Tendon Akimitsu will be your new tempura favorite
Tempura and rice in one bowl? We're sold.
G/F Ayala Malls The 30th, 30 Meralco Avenue, Pasig City
Open 11 a.m. to 9 p.m. (Monday to Friday) and 11 a.m. to 10 p.m. (Saturday to Sunday)
4/F Terminal 3, Ninoy Aquino International Airport, Pasay City
Open daily from 7 a.m. to 10 p.m.
G/F North Triangle, Trinoma Mall, Quezon City
Open from 10 a.m. to 9 p.m. (Sunday to Thursday) and 10 a.m. to 10 p.m. (Friday to Saturday)
(SPOT.ph) While Filipinos are no strangers to tempura, many are accustomed to ordering the dish alone, to pair with rice when your katsu has run out, or perhaps with a bowl of warm ramen. But tempura can actually come in donburi form as well. Meet the tendon: short for tempura donburi, it’s basically tempura served on top of a steaming bowl of rice.
Chef Akimitsu Tanihara has made the tendon his specialty, getting his training from renowned Japanese restaurant Dote No Iseya, which has been serving traditional tempura for over 126 years. After eight years, Chef Akimitsu finally branched out and established his own tendon restaurant, Tendon Akimitsu, which has since expanded from Japan to other parts of Asia.
Here in Metro Manila, Tendon Akimitsu is the sister company of Ramen Nagi and the two share a space in the new Ayala Malls The 30th to allow cross-ordering between the two. The Ramen Nagi branch here has a shorter list of offerings, only to allow the newer Tendon Akimitsu to shine.
Don’t expect the usual crispy tempura in your donburi bowl at Tendon Akimitsu. Their batter leans more on the soft side—though never to the point of sogginess. For Chef Akimitsu, it is how authentic Japanese tempura should be, and after a bite of the Ebi Don (P400), we can say that we’ve been converted to this version. The sweet sauce (which will taste familiar to katsudon fans) soaks the ebi without turning the coating into mush and seeps right through the warm rice. Still the freshness of the shrimp shines through, with a crispness that complements the batter. If you’ve ever experienced having the shrimp fall out of its coating after a single bite, it won't be a problem here.

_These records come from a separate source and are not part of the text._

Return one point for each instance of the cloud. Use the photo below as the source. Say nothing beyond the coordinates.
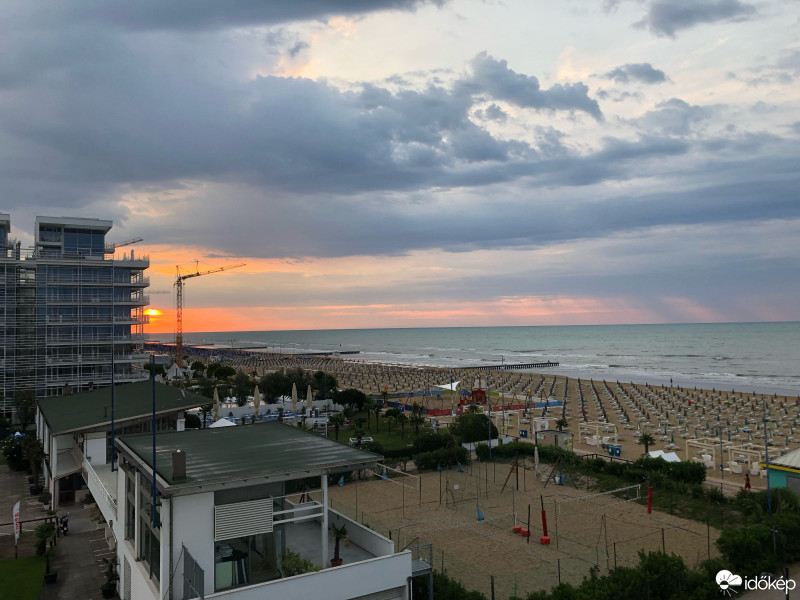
(210, 15)
(674, 117)
(643, 72)
(492, 113)
(493, 77)
(667, 17)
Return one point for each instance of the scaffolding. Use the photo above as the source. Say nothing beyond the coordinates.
(67, 312)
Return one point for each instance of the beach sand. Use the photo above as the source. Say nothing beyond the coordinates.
(439, 510)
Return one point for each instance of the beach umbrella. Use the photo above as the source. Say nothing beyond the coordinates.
(256, 402)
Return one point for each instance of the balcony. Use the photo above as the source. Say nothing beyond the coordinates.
(102, 482)
(370, 563)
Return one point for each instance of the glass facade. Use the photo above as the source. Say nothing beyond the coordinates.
(68, 306)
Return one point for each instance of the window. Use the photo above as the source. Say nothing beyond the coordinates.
(130, 506)
(246, 560)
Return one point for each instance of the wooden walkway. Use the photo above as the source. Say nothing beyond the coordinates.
(510, 367)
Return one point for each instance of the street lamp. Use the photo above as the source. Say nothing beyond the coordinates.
(489, 398)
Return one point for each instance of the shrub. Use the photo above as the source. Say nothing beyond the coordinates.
(14, 454)
(293, 564)
(715, 495)
(373, 446)
(444, 457)
(597, 465)
(482, 452)
(430, 441)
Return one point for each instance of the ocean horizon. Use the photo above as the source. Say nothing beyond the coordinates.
(757, 357)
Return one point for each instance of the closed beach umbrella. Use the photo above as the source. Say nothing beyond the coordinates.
(256, 402)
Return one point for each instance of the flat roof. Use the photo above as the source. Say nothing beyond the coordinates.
(262, 450)
(85, 410)
(80, 222)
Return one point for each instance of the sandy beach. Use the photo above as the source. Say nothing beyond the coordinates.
(439, 510)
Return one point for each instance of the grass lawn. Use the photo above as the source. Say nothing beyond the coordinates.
(22, 578)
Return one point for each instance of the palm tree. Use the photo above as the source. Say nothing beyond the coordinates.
(337, 421)
(369, 406)
(647, 440)
(392, 415)
(402, 419)
(417, 417)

Khaezel Espiritu, marketing manager for Tendon Akimitsu, admits that it might take a while for Filipinos to warm up to the tendon. While we are inclined to disagree—after all, the combination of fried food and white rice is always sure to please—if you do find yourself wanting Japanese grub that’s more familiar, Tendon Akimitsu’s got you covered. The Tuna (P260) and Salmon Sashimi (P280) are definite must-tries because of their freshness, each piece buttery soft. You can also get tempura with the rice and sauce separate: with Ebi Tempura (P470), you get five pieces of the same prawn tempura used for the rice bowl, with seasonal vegetable tempura.
Hot Soba Set
If you’re not in the mood for rice, you can pair your tempura with another carb: noodles! Tendon Akimitsu also offers soba sets. The Hot Soba (P300) is a bowl of comfort, with a soup that has mild kick of heat. It comes with a basket of tempura and watermelon slices.
Japanese food, whether they’re longtime favorites or new introductions to the local food scene, have always managed to capture the hearts and bellies of Filipino diners. With Tendon Akimitsu’s winning tempura and tendon, we’re sure this restaurant’s going to become another favorite.